Floral Park Engine Company hosts 9/11 tribute

Posted

A moving ceremony hosted by the Floral Park Reliance Engine Company in April paid tribute to two heroes of the Sept. 11, 2001 terrorist attacks from Franklin Square and Floral Park.

The Reliance Engine hosted the famed, 30-foot by 55-foot, 9/11 Patriot Flag and Tractor Trailer Memorial Wall in a program attended by hundreds of local residents. The flag, which travels every day nationwide, making it through all 50 states, and Memorial Wall stopped in Floral Park to honor victims of the Sept. 11 attacks.

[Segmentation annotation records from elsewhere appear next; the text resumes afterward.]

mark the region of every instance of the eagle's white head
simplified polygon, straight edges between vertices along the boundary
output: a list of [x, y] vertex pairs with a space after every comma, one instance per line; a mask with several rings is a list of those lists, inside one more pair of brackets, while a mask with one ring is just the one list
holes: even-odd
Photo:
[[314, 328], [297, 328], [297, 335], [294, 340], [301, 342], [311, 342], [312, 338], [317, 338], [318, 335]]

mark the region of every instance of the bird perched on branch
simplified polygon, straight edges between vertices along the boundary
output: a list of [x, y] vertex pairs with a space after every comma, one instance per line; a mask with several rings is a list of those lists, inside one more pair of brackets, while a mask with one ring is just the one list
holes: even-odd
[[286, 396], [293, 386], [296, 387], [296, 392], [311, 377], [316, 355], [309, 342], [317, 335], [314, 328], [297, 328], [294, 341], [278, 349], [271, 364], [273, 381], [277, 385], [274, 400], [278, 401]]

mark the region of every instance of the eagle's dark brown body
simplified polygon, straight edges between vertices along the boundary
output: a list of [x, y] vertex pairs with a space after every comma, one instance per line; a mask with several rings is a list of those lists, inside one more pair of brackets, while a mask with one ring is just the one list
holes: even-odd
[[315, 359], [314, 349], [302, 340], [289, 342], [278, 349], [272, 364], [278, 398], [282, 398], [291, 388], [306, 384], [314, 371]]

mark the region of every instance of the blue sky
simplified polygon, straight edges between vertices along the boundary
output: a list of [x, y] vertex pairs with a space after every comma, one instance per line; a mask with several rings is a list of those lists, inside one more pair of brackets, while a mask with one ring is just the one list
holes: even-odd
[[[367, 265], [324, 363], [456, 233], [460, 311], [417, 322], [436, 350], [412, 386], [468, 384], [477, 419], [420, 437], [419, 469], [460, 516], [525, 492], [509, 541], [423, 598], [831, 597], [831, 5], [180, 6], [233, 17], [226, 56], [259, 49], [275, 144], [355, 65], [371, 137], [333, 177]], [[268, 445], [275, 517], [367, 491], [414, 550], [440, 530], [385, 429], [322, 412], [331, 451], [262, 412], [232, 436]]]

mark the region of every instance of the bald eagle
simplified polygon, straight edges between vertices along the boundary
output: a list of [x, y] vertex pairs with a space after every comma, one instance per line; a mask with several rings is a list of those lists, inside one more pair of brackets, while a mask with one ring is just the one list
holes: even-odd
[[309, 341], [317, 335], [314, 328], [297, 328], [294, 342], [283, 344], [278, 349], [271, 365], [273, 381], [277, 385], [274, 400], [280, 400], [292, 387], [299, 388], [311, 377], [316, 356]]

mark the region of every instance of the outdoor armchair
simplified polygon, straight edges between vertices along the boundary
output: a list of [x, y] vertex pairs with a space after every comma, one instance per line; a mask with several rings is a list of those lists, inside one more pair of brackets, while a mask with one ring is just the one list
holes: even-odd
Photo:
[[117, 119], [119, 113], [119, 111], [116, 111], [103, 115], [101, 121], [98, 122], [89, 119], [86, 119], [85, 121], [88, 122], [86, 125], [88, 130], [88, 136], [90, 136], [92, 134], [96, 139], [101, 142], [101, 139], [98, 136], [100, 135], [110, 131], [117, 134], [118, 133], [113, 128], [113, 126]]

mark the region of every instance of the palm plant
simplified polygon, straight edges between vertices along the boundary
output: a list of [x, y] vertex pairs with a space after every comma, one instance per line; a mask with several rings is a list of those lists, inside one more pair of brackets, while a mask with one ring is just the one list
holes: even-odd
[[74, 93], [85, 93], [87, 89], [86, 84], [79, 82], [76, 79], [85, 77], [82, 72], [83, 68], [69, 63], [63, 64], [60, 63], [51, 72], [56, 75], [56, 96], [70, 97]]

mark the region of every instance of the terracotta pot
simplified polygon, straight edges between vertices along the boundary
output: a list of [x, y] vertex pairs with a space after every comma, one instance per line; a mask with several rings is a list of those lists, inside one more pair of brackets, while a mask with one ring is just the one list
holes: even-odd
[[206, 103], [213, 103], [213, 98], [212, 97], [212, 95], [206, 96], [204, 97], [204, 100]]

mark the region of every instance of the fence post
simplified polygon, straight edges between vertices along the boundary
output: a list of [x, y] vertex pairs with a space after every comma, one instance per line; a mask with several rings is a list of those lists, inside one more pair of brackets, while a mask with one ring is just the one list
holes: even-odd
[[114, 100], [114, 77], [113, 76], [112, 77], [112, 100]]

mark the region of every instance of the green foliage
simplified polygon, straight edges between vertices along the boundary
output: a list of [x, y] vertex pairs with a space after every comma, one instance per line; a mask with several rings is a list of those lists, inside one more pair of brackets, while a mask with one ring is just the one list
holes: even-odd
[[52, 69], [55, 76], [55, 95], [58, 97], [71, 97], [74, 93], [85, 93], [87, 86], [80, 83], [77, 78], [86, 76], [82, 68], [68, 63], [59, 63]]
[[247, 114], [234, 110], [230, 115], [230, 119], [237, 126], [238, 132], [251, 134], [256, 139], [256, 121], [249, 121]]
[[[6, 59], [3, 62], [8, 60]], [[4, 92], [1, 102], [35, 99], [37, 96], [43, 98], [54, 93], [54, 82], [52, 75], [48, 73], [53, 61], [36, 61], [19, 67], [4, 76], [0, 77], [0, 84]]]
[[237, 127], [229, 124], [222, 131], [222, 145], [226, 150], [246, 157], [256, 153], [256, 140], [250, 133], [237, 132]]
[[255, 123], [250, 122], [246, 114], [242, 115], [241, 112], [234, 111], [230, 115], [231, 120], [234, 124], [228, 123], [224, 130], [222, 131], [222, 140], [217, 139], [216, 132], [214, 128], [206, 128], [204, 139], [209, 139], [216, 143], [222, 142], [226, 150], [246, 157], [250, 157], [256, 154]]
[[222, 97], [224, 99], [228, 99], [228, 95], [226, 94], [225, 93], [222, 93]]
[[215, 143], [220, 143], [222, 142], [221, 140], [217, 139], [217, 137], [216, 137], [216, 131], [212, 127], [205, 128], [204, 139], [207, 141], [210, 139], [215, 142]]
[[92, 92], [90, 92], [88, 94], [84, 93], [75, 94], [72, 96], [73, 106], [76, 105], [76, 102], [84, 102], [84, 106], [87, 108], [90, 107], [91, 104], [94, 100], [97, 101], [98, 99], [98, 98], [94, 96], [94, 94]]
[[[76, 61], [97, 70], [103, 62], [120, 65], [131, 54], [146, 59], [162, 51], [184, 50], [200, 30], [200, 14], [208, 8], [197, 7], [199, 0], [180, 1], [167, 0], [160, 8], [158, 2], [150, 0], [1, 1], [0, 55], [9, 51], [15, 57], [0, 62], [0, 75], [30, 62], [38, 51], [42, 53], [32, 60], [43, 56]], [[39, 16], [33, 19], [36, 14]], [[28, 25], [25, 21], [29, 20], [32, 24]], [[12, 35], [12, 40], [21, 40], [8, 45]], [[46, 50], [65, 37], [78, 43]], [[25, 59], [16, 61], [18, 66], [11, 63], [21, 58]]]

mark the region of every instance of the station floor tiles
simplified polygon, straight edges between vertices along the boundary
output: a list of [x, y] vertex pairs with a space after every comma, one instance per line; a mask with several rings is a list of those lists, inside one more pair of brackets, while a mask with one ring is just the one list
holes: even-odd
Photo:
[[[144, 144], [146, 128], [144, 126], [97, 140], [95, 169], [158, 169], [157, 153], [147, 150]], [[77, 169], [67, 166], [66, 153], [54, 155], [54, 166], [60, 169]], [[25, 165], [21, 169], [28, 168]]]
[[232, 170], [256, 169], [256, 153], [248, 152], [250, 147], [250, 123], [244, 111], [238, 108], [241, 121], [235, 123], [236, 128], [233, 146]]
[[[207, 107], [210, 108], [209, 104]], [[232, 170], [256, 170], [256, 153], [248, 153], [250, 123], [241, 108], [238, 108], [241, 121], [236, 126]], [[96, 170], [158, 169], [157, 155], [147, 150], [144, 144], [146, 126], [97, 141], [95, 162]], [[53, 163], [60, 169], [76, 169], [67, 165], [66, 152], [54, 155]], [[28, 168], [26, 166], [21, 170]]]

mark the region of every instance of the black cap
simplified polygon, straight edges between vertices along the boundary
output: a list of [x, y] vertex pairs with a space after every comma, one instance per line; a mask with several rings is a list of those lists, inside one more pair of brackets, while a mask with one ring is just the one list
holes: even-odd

The flag flew over Floral Park during a ceremony at the Floral Park Reliance Engine Fire House. Firefighter Ken Fairben served as the program master of ceremonies, and was joined by engine company members from Garden City, Elmont, Franklin Square, Floral Park and other local departments.

Local firefighters and police officers, the New York Police Department, emergency service personnel and community members came out to remember and reflect upon those lost on Sept. 11. A memorial flag and special book were available to community members to sign and inscribe a special tribute.

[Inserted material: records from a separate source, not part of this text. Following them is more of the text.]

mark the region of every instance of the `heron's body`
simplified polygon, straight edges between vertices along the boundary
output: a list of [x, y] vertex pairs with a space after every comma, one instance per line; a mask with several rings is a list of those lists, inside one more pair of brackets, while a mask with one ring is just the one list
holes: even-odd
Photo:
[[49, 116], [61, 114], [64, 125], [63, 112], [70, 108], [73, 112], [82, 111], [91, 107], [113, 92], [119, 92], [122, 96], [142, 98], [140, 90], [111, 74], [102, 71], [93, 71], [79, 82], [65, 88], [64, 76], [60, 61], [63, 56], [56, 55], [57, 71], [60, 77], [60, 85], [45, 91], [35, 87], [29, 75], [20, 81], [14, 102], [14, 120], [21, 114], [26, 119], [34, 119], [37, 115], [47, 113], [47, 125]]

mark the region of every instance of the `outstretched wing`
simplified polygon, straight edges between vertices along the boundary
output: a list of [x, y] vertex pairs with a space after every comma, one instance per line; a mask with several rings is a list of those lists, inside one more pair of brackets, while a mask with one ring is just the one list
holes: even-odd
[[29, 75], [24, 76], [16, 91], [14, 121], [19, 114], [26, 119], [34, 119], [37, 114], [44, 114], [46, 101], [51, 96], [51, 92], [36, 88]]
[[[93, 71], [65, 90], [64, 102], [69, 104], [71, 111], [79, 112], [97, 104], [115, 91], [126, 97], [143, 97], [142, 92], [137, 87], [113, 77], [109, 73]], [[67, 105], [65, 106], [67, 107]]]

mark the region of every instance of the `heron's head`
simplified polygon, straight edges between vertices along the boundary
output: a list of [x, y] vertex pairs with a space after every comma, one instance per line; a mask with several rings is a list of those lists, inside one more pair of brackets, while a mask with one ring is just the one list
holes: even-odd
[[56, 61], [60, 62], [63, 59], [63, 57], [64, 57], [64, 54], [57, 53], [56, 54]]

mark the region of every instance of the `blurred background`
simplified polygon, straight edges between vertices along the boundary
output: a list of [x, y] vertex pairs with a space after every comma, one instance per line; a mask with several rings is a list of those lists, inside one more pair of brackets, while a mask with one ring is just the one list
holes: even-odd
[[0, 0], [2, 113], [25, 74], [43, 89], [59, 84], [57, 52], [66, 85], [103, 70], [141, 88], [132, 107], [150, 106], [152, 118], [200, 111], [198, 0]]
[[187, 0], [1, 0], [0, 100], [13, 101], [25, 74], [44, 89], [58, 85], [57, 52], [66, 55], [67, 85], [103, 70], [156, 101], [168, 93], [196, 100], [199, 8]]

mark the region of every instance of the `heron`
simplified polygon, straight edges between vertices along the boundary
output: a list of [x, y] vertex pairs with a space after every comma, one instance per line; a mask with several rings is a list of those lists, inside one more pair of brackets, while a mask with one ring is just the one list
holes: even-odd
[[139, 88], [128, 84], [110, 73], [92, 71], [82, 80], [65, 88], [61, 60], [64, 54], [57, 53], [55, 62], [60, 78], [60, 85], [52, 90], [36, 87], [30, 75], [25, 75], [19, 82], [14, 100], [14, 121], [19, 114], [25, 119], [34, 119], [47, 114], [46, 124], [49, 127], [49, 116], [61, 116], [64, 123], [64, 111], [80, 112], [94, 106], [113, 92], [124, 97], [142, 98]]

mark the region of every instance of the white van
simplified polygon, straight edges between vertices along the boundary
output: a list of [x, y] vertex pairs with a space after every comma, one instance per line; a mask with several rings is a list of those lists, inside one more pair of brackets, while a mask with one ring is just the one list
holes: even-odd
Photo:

Sen. Jack Martins, of Elmont, and county legislators Vincent Muscarella and Rich Nicolello, were joined by Floral Park Mayor Kevin Greene, Mayor-Elect Tom Tweedy, Trustees Dominic Longobardi, Mary Grace Tomiecki and Jim Rhatigan. Martins said the ceremony was “poignant and very meaningful to the hundreds that gathered.”

“We stood together to remember, reflect and pay tribute to two heroes and many community members and neighbors who touched the lives of so many in Floral Park and Franklin Square,” Martins said. “Their names are on that wall, and in many memorials throughout our state. We will never forget them.”

Along with the Patriot Flag, a “rolling memorial,” which consists of an 18-wheeler tractor trailer, owned by a Minnesota trucker, was part of the ceremony. The truck contains murals of firefighters, police officers and emergency personnel, and all 9/11 victims’ names are painted on the truck, in alphabetical order. The ceremony paid special tribute to two local firefighter heroes: Keith Fairben, of Floral Park, and Ronald Kloepfer, of Franklin Square, who were lost in the Sept. 11 attack.

During the program, high winds caused the cables holding the 75-pound flag to snap, so firefighters and police officers caught it and held it outstretched during the ceremony. At the end of the ceremony, the more than 100 attendees of the event worked together, side-by side, to fold the ceremonial flag.

The Patriot Flag is going to be at Ground Zero on Sept. 11, 2011.